Weblogging platforms also provide customizable templates to control the HTML that they generate. My host provider offers Movable Type as a weblogging platform, so I've been using it for a few years. When I insert RDFa markup into a template with Movable Type tags such as <$MTeEntryPermalink$> and <$MTSubCategoryPath$> inside that markup, the Movable Type engine replaces its tags with the appropriate values for each weblog entry page being generated. For example, I added some RDFa markup with Movable Type tags in the head section of the template, like this:

<meta about= "<$MTEntryPermalink$>">
  <link rel="trackback:ping" href="http://madskills.com/public/xml/rss/module/trackback/"/>
  <link rel="dc:identifier" href="<$MTEntryPermalink$>"/>
  <link rel="dc:subject" href='http://www.snee.com/bobdc.blog/<$MTSubCategoryPath$>'/>
</meta>

and I wrapped some span elements around body content, like this:

<h3 class="entry-header"><span property="dc:title"><$MTEntryTitle$></span></h3>

For one recent weblog entry, Moveable Type generated this for the header:

<meta about= "http://www.snee.com/bobdc.blog/2007/03/new_eric_van_der_vlist_book_on.html">
  <link rel="trackback:ping" href="http://madskills.com/public/xml/rss/module/trackback/"/>
  <link rel="dc:identifier" href="http://www.snee.com/bobdc.blog/2007/03/new_eric_van_der_vlist_book_on.html"/>
  <link rel="dc:subject" href='http://www.snee.com/bobdc.blog/xml'/>
</meta>

and it generated this for the h3 part shown above:

<h3 class="entry-header"><span property="dc:title">New Eric van der Vlist book on 
Schematron out</span></h3>

An RDFa extractor gets (among other triples) the following RDF out of the document, shown here in RDF/XML:

<rdf:Description rdf:about="http://www.snee.com/bobdc.blog/2007/03/new_eric_van_der_vlist_book_on.html">
  <trackback:ping rdf:resource="http://madskills.com/public/xml/rss/module/trackback/"/>
  <dc:subject rdf:resource="http://www.snee.com/bobdc.blog/xml"/>
  <dc:identifier rdf:resource="http://www.snee.com/bobdc.blog/2007/03/new_eric_van_der_vlist_book_on.html"/>
  <dc:title rdf:datatype="http://www.w3.org/1999/02/22-rdf-syntax-ns#XMLLiteral">New Eric van der 
   Vlist book on Schematron out</dc:title>
</rdf:Description>

Movable Type creates the RDFa I've shown here for each new file that it creates. And, for that matter, for each old file that it creates as well, because it's easy enough to tell Movable Type to regenerate all of them. So shortly after I made this change to the template, I had nice RDFa metadata in all the weblog entries I'd ever written on this system. To harvest that metadata, I could use a script with a single wget or curl call for each weblog entry to combine that metadata into a single file, and then I could create specialized tables of contents, reports, Topic Maps, and other applications around this content collection.

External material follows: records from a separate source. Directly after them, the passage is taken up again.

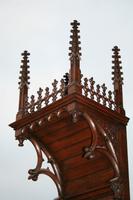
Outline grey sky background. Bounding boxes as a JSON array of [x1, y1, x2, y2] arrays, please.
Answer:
[[0, 0, 133, 199]]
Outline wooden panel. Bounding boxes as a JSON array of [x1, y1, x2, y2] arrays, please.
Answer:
[[48, 127, 91, 152], [66, 187, 113, 200], [64, 168, 114, 197], [60, 151, 102, 170], [63, 156, 111, 181], [98, 196, 113, 200], [39, 118, 89, 144], [69, 193, 113, 200], [51, 138, 91, 161]]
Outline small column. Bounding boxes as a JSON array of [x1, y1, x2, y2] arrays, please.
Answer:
[[112, 46, 125, 115], [68, 20, 82, 95], [16, 50, 30, 120]]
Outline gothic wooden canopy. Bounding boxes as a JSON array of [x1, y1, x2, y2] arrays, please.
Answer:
[[9, 20, 130, 200]]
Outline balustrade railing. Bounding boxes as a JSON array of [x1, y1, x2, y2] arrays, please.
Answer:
[[24, 75, 116, 115], [81, 76, 116, 110], [24, 78, 66, 114]]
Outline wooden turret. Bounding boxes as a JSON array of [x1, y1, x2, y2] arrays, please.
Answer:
[[9, 21, 130, 200]]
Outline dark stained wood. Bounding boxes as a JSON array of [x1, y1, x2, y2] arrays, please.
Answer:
[[112, 46, 125, 114], [9, 20, 130, 200], [68, 20, 82, 95]]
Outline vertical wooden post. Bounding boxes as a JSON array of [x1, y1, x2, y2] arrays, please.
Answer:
[[112, 46, 125, 115], [68, 20, 82, 95], [16, 50, 30, 120]]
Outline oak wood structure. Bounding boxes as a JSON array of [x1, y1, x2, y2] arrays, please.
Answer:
[[9, 20, 130, 200]]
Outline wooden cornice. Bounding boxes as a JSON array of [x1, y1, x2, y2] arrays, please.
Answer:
[[9, 93, 129, 131]]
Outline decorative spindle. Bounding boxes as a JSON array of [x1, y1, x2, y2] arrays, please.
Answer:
[[17, 50, 30, 120], [30, 95, 35, 113], [18, 51, 30, 89], [81, 75, 116, 111], [112, 46, 125, 114], [69, 20, 81, 62], [60, 79, 65, 98], [52, 79, 58, 102], [101, 84, 107, 106], [112, 46, 123, 86], [68, 20, 82, 95], [96, 84, 101, 103], [84, 78, 89, 97], [108, 91, 113, 109], [45, 87, 50, 106], [89, 77, 95, 100], [37, 88, 43, 111]]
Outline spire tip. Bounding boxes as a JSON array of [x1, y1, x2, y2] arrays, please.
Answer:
[[69, 20, 81, 60]]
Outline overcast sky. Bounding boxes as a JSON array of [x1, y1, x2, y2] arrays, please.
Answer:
[[0, 0, 133, 199]]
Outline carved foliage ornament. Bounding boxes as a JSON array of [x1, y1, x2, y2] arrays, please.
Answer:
[[110, 178, 122, 200]]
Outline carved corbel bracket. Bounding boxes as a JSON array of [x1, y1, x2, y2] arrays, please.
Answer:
[[15, 117, 64, 198], [28, 138, 44, 181], [15, 125, 30, 146], [78, 111, 121, 197], [28, 137, 63, 198]]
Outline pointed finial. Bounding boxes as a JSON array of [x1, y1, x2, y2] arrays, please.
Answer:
[[112, 46, 123, 87], [17, 50, 30, 120], [68, 20, 82, 95], [69, 20, 81, 61], [112, 46, 125, 114], [19, 50, 30, 89]]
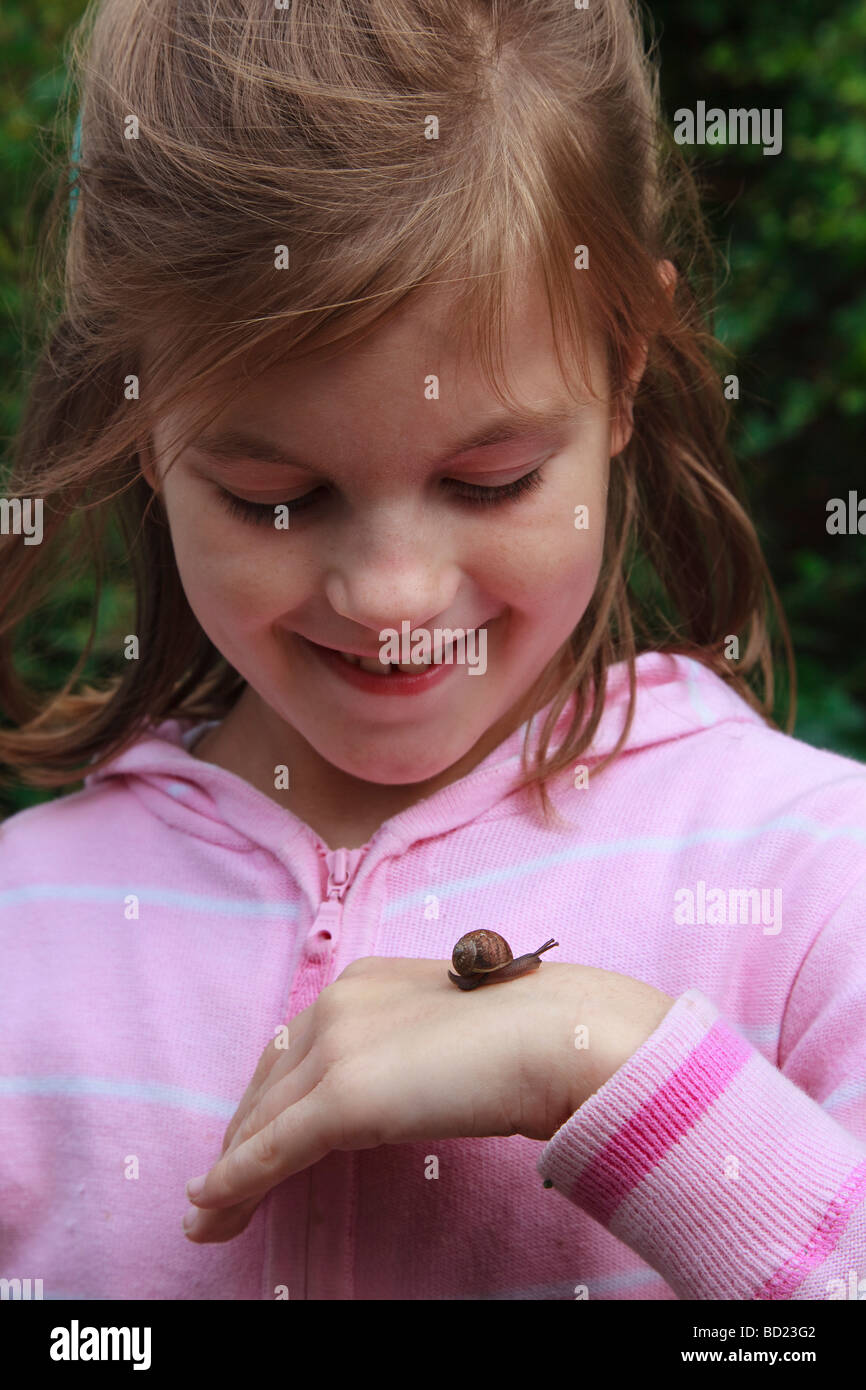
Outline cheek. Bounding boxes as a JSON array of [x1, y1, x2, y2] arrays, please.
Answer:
[[166, 489, 314, 624], [474, 473, 607, 615]]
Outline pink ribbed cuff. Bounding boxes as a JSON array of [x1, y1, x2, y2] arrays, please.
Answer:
[[538, 989, 866, 1299]]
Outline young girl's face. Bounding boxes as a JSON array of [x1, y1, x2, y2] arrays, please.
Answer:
[[145, 275, 632, 787]]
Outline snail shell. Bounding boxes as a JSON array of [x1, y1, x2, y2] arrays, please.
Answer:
[[451, 929, 513, 978]]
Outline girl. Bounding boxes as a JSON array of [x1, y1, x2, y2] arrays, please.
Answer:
[[1, 0, 864, 1302]]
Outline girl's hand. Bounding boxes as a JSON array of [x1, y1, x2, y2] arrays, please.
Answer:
[[182, 957, 673, 1244]]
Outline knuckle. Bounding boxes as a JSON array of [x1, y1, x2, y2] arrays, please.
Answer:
[[314, 981, 340, 1015], [332, 956, 377, 984], [338, 956, 371, 975], [313, 981, 352, 1032], [251, 1121, 281, 1171]]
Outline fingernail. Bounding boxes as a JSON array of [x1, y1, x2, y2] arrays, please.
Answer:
[[182, 1206, 200, 1234], [186, 1175, 206, 1201]]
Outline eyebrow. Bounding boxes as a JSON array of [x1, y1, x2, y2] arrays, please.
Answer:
[[191, 402, 579, 472]]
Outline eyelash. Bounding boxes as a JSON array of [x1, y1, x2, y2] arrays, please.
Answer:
[[214, 466, 546, 525]]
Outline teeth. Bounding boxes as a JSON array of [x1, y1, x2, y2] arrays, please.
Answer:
[[336, 651, 432, 674]]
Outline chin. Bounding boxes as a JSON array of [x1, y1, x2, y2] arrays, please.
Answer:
[[326, 745, 461, 787]]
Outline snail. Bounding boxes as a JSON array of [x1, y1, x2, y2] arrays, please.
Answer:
[[447, 929, 559, 990]]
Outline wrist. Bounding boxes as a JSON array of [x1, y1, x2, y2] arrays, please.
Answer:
[[547, 966, 675, 1125], [594, 983, 675, 1094]]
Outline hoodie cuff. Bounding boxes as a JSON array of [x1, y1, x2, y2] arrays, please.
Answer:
[[536, 988, 866, 1299]]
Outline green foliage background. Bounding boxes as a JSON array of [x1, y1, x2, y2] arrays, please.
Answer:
[[1, 0, 865, 819]]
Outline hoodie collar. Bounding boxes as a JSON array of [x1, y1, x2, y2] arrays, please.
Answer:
[[83, 652, 763, 862]]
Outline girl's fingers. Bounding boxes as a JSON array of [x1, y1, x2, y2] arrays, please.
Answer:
[[184, 1056, 323, 1245], [187, 1044, 317, 1244], [186, 1052, 320, 1243], [219, 1008, 314, 1155], [221, 1043, 320, 1159], [184, 1193, 261, 1245], [192, 1068, 333, 1212], [220, 1024, 314, 1158]]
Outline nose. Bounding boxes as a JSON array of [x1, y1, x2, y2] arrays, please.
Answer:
[[323, 506, 462, 636]]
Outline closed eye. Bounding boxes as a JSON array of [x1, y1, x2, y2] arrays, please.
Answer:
[[213, 466, 546, 525]]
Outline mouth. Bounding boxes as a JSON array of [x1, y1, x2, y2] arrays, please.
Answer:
[[307, 633, 478, 675], [295, 628, 487, 695], [331, 648, 452, 675]]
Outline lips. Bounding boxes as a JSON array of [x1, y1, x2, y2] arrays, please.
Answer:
[[305, 634, 471, 674], [337, 652, 418, 674], [298, 633, 461, 697]]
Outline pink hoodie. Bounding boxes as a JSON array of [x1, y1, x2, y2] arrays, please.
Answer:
[[1, 651, 865, 1300]]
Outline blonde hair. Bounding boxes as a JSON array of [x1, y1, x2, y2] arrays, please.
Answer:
[[0, 0, 794, 823]]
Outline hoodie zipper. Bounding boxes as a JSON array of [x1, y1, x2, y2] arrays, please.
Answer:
[[310, 846, 352, 937], [300, 844, 360, 1301]]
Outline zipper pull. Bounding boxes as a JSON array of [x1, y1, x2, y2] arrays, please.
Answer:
[[309, 847, 351, 936], [327, 847, 350, 896]]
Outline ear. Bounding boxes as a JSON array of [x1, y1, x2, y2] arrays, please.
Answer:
[[609, 259, 677, 458]]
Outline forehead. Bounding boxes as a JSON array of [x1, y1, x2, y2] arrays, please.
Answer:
[[314, 269, 599, 380], [149, 268, 603, 458]]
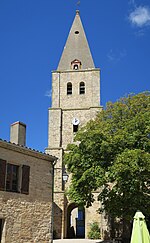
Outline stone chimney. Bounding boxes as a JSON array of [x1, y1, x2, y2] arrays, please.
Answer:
[[10, 121, 26, 146]]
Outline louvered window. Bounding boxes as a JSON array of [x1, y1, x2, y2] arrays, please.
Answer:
[[67, 82, 72, 95], [79, 82, 85, 94], [0, 159, 30, 194]]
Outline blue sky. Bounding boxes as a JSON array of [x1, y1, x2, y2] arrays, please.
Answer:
[[0, 0, 150, 151]]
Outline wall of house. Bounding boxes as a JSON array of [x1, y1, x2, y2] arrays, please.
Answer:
[[0, 143, 53, 243]]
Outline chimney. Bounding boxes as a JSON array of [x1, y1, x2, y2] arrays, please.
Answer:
[[10, 121, 26, 146]]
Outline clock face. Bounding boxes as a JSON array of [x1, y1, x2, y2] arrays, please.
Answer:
[[72, 118, 80, 125]]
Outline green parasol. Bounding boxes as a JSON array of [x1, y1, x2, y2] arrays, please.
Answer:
[[130, 211, 150, 243]]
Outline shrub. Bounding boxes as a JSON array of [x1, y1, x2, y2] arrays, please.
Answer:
[[88, 222, 101, 239]]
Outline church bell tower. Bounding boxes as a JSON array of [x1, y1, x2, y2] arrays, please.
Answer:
[[46, 10, 102, 239]]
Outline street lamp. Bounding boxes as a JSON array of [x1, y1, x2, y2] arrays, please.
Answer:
[[63, 170, 69, 183]]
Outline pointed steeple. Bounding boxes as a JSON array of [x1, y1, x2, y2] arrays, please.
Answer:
[[57, 10, 95, 71]]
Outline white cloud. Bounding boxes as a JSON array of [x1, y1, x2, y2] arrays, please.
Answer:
[[45, 90, 52, 98], [129, 6, 150, 27], [107, 49, 126, 63], [135, 29, 145, 37], [107, 50, 116, 62]]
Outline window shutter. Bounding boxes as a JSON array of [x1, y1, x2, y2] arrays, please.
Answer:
[[21, 165, 30, 194], [0, 159, 6, 191]]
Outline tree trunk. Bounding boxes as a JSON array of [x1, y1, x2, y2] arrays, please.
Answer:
[[122, 218, 132, 243]]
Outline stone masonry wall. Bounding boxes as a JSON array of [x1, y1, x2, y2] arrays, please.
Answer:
[[47, 67, 104, 239], [52, 69, 100, 109], [0, 197, 52, 243], [62, 107, 102, 149], [48, 108, 62, 148], [85, 192, 109, 239], [0, 144, 53, 243]]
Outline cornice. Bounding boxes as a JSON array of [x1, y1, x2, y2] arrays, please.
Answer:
[[52, 68, 100, 74], [48, 106, 103, 111], [0, 139, 57, 162]]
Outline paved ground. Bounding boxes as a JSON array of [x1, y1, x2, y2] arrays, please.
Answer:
[[53, 239, 105, 243]]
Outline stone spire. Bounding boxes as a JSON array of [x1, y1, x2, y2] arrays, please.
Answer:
[[57, 10, 95, 70]]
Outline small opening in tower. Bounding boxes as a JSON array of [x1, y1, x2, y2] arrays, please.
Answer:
[[71, 59, 81, 70], [73, 124, 78, 133], [75, 31, 79, 34], [73, 64, 78, 70]]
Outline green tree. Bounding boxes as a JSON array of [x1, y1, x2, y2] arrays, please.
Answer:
[[64, 92, 150, 222]]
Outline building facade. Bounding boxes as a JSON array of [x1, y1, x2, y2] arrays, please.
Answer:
[[45, 11, 108, 239], [0, 122, 56, 243]]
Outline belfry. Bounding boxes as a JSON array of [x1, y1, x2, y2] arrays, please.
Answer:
[[46, 10, 106, 239]]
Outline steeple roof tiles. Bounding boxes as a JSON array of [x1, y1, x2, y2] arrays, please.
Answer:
[[57, 10, 95, 71]]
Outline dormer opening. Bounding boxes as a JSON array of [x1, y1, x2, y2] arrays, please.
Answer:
[[74, 64, 78, 70], [71, 59, 82, 70]]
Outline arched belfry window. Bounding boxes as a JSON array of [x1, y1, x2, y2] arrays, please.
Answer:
[[67, 82, 72, 95], [79, 82, 85, 94]]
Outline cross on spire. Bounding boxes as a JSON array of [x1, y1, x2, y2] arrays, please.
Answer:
[[77, 1, 80, 8]]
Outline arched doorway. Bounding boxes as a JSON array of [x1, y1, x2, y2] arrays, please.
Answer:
[[67, 203, 85, 238]]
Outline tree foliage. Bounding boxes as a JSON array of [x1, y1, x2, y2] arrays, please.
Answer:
[[64, 92, 150, 220]]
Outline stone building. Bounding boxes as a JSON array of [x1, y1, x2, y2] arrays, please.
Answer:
[[45, 10, 108, 239], [0, 121, 56, 243]]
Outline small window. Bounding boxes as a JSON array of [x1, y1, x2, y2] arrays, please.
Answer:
[[6, 163, 19, 192], [79, 82, 85, 94], [73, 124, 78, 133], [67, 82, 72, 95], [71, 59, 82, 70], [0, 159, 30, 194], [73, 64, 78, 70]]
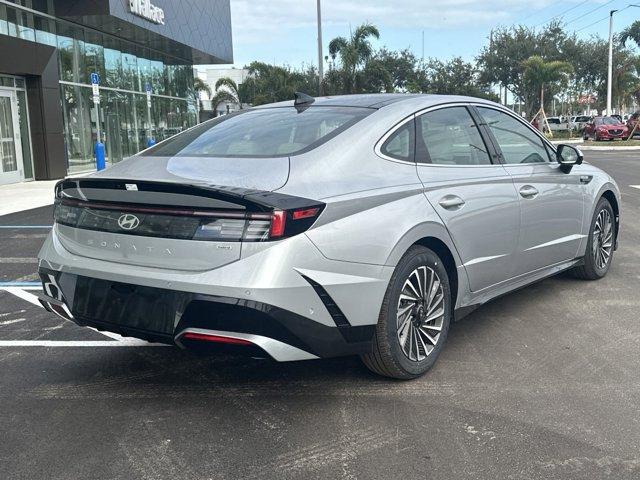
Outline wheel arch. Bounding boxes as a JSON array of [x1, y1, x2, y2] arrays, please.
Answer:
[[601, 189, 620, 246], [412, 236, 459, 312], [385, 221, 467, 312]]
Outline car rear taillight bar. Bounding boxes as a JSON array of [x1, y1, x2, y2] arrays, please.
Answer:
[[55, 198, 324, 241], [58, 198, 271, 220]]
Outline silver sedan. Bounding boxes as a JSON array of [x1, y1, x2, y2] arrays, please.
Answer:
[[38, 94, 620, 379]]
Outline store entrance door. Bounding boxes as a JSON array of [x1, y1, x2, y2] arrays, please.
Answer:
[[0, 88, 24, 185]]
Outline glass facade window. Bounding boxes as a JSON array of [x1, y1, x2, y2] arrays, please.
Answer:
[[0, 3, 199, 177], [61, 84, 93, 174], [6, 5, 35, 41], [34, 14, 55, 46], [16, 90, 33, 179]]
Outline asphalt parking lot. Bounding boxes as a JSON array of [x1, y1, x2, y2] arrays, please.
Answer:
[[1, 151, 639, 480]]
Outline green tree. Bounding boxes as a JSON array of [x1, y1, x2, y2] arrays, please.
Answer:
[[358, 48, 420, 93], [521, 56, 573, 113], [209, 90, 238, 117], [239, 61, 315, 106], [621, 21, 640, 49], [414, 57, 497, 100], [328, 23, 380, 93], [215, 77, 243, 109], [477, 22, 572, 116], [193, 77, 211, 113]]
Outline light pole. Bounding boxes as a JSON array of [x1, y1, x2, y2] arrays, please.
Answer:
[[607, 5, 640, 115], [316, 0, 323, 96], [607, 9, 618, 116]]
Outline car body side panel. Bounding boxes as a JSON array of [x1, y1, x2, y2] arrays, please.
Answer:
[[419, 165, 521, 292], [502, 162, 586, 276], [573, 163, 621, 257], [305, 188, 439, 265]]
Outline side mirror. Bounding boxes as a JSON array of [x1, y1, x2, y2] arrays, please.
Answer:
[[556, 144, 583, 173]]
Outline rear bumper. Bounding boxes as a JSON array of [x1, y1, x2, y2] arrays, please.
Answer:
[[37, 268, 375, 361]]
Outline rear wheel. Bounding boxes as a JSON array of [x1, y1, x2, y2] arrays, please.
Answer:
[[361, 246, 451, 379], [571, 197, 616, 280]]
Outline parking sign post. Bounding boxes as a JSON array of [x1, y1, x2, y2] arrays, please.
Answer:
[[90, 72, 105, 170]]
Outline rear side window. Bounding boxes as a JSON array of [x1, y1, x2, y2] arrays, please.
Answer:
[[142, 106, 372, 158], [416, 107, 491, 166], [380, 119, 414, 162], [477, 107, 551, 164]]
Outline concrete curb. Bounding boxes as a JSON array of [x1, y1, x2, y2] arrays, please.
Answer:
[[551, 139, 583, 145], [551, 140, 640, 151], [576, 145, 640, 152]]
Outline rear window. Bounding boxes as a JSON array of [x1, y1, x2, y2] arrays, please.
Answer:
[[142, 106, 372, 158]]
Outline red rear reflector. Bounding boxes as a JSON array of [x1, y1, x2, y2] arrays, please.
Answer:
[[269, 210, 286, 238], [181, 332, 252, 346], [292, 207, 320, 220]]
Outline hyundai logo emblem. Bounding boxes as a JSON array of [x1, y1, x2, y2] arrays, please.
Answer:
[[117, 213, 140, 230]]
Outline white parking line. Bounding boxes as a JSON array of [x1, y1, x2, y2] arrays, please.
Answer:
[[631, 185, 640, 190], [3, 287, 42, 307], [0, 340, 158, 347], [0, 287, 166, 347]]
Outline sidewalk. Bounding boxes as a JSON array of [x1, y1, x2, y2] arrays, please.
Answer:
[[0, 180, 58, 217]]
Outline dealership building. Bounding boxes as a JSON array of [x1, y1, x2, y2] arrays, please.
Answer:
[[0, 0, 232, 185]]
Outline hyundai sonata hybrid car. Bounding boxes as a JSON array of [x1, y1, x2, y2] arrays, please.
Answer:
[[37, 94, 620, 379]]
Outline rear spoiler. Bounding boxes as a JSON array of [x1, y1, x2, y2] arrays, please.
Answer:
[[55, 177, 320, 212], [54, 178, 325, 241]]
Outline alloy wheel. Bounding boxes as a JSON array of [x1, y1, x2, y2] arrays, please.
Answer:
[[396, 266, 445, 362], [593, 208, 613, 270]]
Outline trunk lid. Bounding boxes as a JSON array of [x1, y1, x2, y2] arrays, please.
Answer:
[[53, 152, 290, 272]]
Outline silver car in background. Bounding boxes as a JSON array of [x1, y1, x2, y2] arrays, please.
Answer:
[[38, 94, 620, 379]]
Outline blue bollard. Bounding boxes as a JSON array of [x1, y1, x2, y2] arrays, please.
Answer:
[[95, 142, 106, 171], [146, 138, 156, 148]]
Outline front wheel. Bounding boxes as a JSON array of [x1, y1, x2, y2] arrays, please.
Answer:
[[571, 197, 616, 280], [361, 246, 452, 379]]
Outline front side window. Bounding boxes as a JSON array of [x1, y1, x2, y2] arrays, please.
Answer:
[[478, 107, 551, 164], [416, 107, 491, 166], [142, 106, 372, 158]]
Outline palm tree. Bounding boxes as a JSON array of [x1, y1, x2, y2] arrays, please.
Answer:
[[215, 77, 243, 109], [210, 90, 237, 117], [193, 77, 211, 114], [522, 56, 573, 111], [621, 21, 640, 48], [328, 23, 380, 93]]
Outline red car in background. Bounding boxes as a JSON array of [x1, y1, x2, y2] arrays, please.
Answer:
[[583, 116, 630, 141], [627, 112, 640, 138]]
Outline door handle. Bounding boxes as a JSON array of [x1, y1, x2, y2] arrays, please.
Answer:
[[438, 195, 466, 210], [519, 185, 539, 198]]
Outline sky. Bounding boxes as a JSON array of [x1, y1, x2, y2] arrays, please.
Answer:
[[199, 0, 640, 70]]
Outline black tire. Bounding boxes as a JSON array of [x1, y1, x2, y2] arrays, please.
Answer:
[[571, 197, 616, 280], [582, 131, 588, 141], [361, 246, 452, 379]]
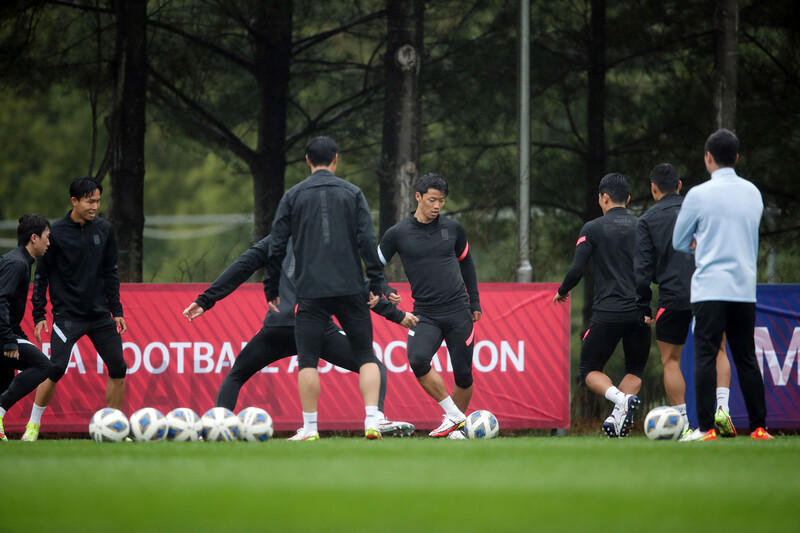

Whenever you see HTML being generated automatically, you have an opportunity to create RDFa. Movie timetables, price lists, and so many other web pages where we look up information are generated from a backend database. This is fertile ground for easy RDFa generation, which could make RDFa's ease of incorporating proper RDF triples into straightforward HTML one of the great milestones in the building of the semantic web.